A bigamous marriage is void, not voidable, according to a decision of the Maryland Appellate Court (formerly the Court of Special Appeals).

Author Peete had filed a divorce case against his wife Bessie and secured the requested relief in the District of Columbia. 

Unfortunately, defective service made the divorce a nullity.

Author then married Maryland (the woman, not the State) and later died. Maryland was appointed his executor.

Bessie sued several years later to annul the second marriage

Here, in 2012, the D.C. Superior Court ruled that Author’s 1991 judgment of divorce was void and as a result the court vacated the divorce decree. The effect was to create a bigamous marriage between Author and Maryland. A bigamous marriage is void because there is no way to “fix it.” See Ledvinka, 154 Md. App. at 436. Therefore, contrary to the court’s ruling, Bessie has standing in this unique situation to annul the bigamous marriage because that marriage directly affected her marriage to Author.

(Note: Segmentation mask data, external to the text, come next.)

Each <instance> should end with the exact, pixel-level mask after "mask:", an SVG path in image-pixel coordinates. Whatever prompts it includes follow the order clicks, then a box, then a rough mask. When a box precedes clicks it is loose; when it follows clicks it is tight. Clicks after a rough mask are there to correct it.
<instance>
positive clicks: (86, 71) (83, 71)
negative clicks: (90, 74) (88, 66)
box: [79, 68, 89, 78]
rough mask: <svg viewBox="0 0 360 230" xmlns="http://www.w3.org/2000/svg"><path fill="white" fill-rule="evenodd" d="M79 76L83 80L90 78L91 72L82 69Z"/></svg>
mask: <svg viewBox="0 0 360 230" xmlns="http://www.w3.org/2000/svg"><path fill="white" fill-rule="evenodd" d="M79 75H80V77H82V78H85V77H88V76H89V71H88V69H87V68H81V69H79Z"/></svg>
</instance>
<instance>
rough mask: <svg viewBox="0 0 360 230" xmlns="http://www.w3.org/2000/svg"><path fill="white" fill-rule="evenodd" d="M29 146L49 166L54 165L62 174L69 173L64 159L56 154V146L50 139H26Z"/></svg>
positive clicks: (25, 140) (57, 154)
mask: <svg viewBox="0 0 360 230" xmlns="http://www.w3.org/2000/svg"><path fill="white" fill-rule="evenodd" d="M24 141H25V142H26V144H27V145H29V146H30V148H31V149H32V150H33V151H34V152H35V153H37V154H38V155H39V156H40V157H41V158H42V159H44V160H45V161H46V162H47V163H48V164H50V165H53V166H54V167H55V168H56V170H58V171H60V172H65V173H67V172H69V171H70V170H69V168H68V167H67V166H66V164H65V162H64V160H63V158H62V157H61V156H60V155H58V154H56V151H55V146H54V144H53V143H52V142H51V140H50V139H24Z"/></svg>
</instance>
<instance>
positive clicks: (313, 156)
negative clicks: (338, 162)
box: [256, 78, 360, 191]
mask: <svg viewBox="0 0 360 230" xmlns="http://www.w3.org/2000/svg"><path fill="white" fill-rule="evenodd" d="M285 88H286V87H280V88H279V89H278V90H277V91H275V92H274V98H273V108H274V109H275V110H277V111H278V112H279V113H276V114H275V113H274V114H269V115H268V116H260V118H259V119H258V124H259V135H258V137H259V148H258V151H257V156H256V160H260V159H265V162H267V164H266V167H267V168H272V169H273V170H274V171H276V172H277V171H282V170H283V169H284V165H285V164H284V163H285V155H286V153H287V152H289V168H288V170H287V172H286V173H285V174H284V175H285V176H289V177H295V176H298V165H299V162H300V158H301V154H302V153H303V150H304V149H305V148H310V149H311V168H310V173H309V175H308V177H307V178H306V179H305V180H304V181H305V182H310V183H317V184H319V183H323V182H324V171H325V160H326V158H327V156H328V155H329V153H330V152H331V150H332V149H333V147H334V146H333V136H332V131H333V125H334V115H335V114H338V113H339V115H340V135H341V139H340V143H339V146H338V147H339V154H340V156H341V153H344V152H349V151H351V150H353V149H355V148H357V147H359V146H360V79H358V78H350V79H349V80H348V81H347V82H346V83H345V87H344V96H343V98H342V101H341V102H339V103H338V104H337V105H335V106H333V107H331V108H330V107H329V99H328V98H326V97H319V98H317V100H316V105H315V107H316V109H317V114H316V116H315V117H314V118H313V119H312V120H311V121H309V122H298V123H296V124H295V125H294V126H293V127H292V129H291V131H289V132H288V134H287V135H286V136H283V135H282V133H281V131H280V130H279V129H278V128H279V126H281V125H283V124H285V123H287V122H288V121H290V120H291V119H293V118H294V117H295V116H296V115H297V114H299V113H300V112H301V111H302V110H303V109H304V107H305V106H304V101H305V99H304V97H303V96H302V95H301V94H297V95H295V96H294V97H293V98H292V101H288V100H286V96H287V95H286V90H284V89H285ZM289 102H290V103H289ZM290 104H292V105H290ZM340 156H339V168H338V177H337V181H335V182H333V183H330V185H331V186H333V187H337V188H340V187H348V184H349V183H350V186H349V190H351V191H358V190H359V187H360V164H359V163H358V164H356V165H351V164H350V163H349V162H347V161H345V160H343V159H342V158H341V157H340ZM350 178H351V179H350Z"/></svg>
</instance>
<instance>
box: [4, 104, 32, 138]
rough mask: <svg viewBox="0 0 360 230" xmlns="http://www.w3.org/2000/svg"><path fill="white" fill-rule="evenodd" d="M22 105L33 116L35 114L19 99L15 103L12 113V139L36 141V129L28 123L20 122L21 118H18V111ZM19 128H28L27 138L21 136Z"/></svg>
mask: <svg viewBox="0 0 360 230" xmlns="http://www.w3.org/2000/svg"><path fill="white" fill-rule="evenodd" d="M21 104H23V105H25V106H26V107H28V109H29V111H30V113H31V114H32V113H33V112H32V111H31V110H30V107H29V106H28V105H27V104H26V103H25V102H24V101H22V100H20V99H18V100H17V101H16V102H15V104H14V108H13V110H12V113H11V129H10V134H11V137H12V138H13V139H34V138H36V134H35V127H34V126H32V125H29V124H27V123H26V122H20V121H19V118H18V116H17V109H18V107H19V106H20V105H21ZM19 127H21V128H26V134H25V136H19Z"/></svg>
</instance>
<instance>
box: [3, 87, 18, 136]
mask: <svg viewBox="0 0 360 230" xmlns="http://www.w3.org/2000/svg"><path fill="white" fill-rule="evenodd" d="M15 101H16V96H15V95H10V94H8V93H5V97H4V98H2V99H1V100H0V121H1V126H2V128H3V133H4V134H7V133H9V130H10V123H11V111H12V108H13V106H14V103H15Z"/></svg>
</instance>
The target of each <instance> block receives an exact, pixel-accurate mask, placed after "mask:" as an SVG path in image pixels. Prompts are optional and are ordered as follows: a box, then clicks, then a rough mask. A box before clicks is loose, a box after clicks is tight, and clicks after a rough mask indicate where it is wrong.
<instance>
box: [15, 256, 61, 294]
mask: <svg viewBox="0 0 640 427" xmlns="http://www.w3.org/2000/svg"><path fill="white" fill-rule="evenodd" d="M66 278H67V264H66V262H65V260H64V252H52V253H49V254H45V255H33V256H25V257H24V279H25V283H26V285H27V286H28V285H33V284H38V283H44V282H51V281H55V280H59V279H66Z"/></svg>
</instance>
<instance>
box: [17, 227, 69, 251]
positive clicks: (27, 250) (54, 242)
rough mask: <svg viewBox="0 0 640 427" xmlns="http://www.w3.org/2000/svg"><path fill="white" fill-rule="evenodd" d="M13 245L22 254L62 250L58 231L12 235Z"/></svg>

But courts don’t make passes at cases with laches

We conclude that the unusual set of facts before us necessitates the application of laches. This is particularly so where Bessie’s annulment suit was admittedly motivated only to gain financial rights, not to vindicate the status of the marriage. Additionally, because we have applied laches under similar circumstances, specifically where the petitioning party alleged fraud instead of bigamy, we conclude that to not apply laches in this case would work a grave injustice.

No remand

But we exercise our discretion and decline to do so in this instance when the record before us is clear and undisputed. The record demonstrates that Bessie waited a minimum of 13 years after Author’s death before filing the annulment action. She states in her appellate brief that eight of those 13 years, between 2012 (when the court vacated the divorce decree) and 2020 (when she filed her annulment action), were due to her “health, and COVID[.]” She does not elaborate beyond that statement. Although she offers no further elaboration, we conclude that Bessie’s 13-year delay in asserting her marital rights was unreasonable and unfairly prejudices Maryland (and Author). Accordingly, under the circumstances before us, we conclude that Bessie’s action to annul the marriage between Author and Maryland is barred by laches.